Aurélien Bigo : Il y a un côté inévitable et un côté un peu opportuniste par rapport à l'élection présidentielle. C'était inévitable d'apporter une réponse aux craintes sociales sur le budget des ménages. Toute la difficulté, c'est de réussir à mettre en place des mécanismes qui sont socialement bien ciblés. Ce n'est pas le cas en l'occurrence. Cette baisse est valable pour tout le monde, donc aussi bien pour des personnes très précaires, qui en ont vraiment besoin, que pour des personnes riches qui vont utiliser aussi l'essence pour des trajets de loisirs.

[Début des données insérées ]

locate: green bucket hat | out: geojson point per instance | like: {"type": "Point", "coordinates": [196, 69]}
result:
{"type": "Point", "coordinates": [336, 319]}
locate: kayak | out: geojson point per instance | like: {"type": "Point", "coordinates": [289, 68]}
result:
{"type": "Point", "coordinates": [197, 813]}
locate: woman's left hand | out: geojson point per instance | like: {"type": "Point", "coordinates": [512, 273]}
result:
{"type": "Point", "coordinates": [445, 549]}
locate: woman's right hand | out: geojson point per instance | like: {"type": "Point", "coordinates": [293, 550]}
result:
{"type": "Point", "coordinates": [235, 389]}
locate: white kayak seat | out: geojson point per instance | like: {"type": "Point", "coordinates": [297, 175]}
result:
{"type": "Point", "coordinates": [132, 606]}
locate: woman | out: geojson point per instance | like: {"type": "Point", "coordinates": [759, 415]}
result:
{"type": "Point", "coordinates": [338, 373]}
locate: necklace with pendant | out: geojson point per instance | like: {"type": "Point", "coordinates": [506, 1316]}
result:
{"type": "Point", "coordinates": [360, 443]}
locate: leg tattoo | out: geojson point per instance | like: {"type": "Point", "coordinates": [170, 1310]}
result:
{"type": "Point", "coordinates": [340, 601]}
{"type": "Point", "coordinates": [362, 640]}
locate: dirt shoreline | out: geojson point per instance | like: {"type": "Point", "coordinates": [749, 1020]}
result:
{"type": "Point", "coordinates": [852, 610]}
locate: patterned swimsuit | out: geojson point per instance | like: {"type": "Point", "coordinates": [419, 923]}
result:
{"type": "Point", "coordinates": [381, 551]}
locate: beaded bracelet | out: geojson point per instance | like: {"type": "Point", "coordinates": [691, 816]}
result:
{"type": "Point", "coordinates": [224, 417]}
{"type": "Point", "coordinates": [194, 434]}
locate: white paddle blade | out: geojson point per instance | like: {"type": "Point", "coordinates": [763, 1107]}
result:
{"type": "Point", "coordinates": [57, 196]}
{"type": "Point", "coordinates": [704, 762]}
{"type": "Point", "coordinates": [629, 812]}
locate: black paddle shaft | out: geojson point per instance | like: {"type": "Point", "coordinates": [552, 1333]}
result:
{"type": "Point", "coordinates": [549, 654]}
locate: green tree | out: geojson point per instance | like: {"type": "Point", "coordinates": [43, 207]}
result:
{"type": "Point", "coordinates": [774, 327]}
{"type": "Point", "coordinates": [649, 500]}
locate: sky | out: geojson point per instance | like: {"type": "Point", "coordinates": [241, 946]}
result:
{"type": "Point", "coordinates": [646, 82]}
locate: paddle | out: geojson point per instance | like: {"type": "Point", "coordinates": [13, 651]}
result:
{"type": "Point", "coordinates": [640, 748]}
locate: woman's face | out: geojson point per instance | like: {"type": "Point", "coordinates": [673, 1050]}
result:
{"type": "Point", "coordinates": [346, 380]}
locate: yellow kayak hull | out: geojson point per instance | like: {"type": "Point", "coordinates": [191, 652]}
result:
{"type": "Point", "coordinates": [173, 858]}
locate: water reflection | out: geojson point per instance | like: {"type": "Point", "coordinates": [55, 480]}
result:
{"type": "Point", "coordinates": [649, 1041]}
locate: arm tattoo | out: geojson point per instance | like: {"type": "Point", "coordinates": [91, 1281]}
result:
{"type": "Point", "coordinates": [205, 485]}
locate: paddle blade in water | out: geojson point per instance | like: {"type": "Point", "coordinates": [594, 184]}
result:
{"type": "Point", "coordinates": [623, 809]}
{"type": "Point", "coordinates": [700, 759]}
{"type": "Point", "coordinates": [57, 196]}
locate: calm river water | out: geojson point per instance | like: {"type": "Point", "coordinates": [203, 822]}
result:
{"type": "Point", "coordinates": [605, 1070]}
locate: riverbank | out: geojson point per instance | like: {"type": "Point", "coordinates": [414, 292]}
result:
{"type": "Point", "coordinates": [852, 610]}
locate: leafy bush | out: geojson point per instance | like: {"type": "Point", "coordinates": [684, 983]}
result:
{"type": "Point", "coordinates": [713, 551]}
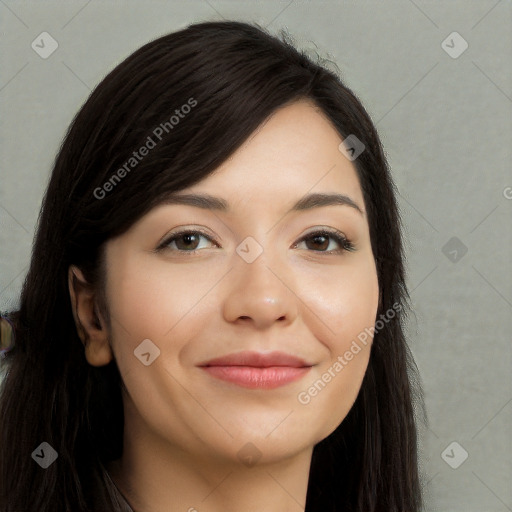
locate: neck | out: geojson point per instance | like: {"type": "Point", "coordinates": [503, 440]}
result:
{"type": "Point", "coordinates": [178, 481]}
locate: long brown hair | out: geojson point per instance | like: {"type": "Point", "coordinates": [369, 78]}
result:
{"type": "Point", "coordinates": [238, 75]}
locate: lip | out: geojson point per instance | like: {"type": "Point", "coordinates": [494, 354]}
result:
{"type": "Point", "coordinates": [256, 370]}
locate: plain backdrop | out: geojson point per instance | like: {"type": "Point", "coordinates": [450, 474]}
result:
{"type": "Point", "coordinates": [442, 103]}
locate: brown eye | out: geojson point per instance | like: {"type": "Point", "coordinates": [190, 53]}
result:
{"type": "Point", "coordinates": [319, 241]}
{"type": "Point", "coordinates": [185, 241]}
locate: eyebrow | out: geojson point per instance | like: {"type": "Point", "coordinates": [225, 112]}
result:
{"type": "Point", "coordinates": [308, 202]}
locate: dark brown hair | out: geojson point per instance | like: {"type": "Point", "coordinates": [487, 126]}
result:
{"type": "Point", "coordinates": [239, 75]}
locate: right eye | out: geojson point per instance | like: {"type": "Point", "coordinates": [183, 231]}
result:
{"type": "Point", "coordinates": [185, 241]}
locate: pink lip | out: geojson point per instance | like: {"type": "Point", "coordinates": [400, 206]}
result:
{"type": "Point", "coordinates": [256, 370]}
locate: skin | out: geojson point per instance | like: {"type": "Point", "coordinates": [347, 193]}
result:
{"type": "Point", "coordinates": [184, 428]}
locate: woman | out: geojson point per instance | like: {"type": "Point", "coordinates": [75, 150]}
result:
{"type": "Point", "coordinates": [213, 316]}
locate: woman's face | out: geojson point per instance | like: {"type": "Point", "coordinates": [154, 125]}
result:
{"type": "Point", "coordinates": [261, 282]}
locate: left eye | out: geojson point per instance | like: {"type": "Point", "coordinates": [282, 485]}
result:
{"type": "Point", "coordinates": [187, 241]}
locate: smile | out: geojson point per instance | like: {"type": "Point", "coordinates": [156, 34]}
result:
{"type": "Point", "coordinates": [255, 370]}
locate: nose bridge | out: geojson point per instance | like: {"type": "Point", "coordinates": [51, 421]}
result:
{"type": "Point", "coordinates": [259, 288]}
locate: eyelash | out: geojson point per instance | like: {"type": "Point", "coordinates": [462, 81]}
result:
{"type": "Point", "coordinates": [338, 236]}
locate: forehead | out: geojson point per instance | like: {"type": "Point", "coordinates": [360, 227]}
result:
{"type": "Point", "coordinates": [293, 153]}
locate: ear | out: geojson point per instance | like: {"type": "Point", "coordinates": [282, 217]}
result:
{"type": "Point", "coordinates": [90, 326]}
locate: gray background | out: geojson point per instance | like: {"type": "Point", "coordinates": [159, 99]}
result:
{"type": "Point", "coordinates": [446, 124]}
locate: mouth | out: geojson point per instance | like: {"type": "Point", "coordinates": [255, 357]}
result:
{"type": "Point", "coordinates": [255, 370]}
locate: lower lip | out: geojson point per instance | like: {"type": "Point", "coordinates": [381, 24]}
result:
{"type": "Point", "coordinates": [257, 378]}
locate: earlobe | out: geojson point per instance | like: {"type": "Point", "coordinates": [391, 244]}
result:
{"type": "Point", "coordinates": [90, 327]}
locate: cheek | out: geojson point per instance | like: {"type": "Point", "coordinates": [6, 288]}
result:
{"type": "Point", "coordinates": [152, 301]}
{"type": "Point", "coordinates": [345, 310]}
{"type": "Point", "coordinates": [345, 303]}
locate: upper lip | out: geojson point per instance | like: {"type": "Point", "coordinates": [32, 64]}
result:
{"type": "Point", "coordinates": [257, 360]}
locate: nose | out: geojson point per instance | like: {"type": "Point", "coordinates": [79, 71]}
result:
{"type": "Point", "coordinates": [260, 294]}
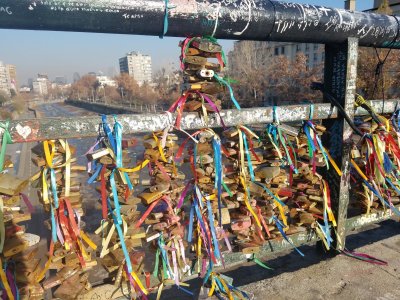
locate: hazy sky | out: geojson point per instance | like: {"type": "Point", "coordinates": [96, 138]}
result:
{"type": "Point", "coordinates": [63, 53]}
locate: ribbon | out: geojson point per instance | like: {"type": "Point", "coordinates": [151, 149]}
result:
{"type": "Point", "coordinates": [223, 82]}
{"type": "Point", "coordinates": [5, 283]}
{"type": "Point", "coordinates": [260, 263]}
{"type": "Point", "coordinates": [5, 140]}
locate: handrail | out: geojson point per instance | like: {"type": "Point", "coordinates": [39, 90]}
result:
{"type": "Point", "coordinates": [240, 20]}
{"type": "Point", "coordinates": [80, 127]}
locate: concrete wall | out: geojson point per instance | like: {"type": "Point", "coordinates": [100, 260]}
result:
{"type": "Point", "coordinates": [101, 108]}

Ces mesures ne doivent pas non plus limiter la transition énergétique des transports. Je regrette qu'une nouvelle fois, les décisions à ce jour ne prennent pas le problème à la base et n'agissent pas sur la réduction de la dépendance au pétrole. C'est pourtant le passage obligé de la transition énergétique, que ce soit pour des raisons climatiques, pour des raisons de santé, avec la pollution atmosphérique, ou que ce soit pour des raisons sociales, de résilience, avec la dépendance au pétrole.
Ce qu'il aurait fallu faire, au-delà d'une aide par rapport au coût des carburants, ce sont aussi des mesures qui permettent d'accélérer la transition énergétique, autant que possible, pour permettre à un maximum de personnes de sortir de cette dépendance et réduire les consommations de pétrole. Quinze centimes de rabais ne les sort pas du tout de la dépendance. Ce n'est pas une solution de long terme ou même de moyen terme, et c'est sûrement inadapté pour les personnes les plus modestes.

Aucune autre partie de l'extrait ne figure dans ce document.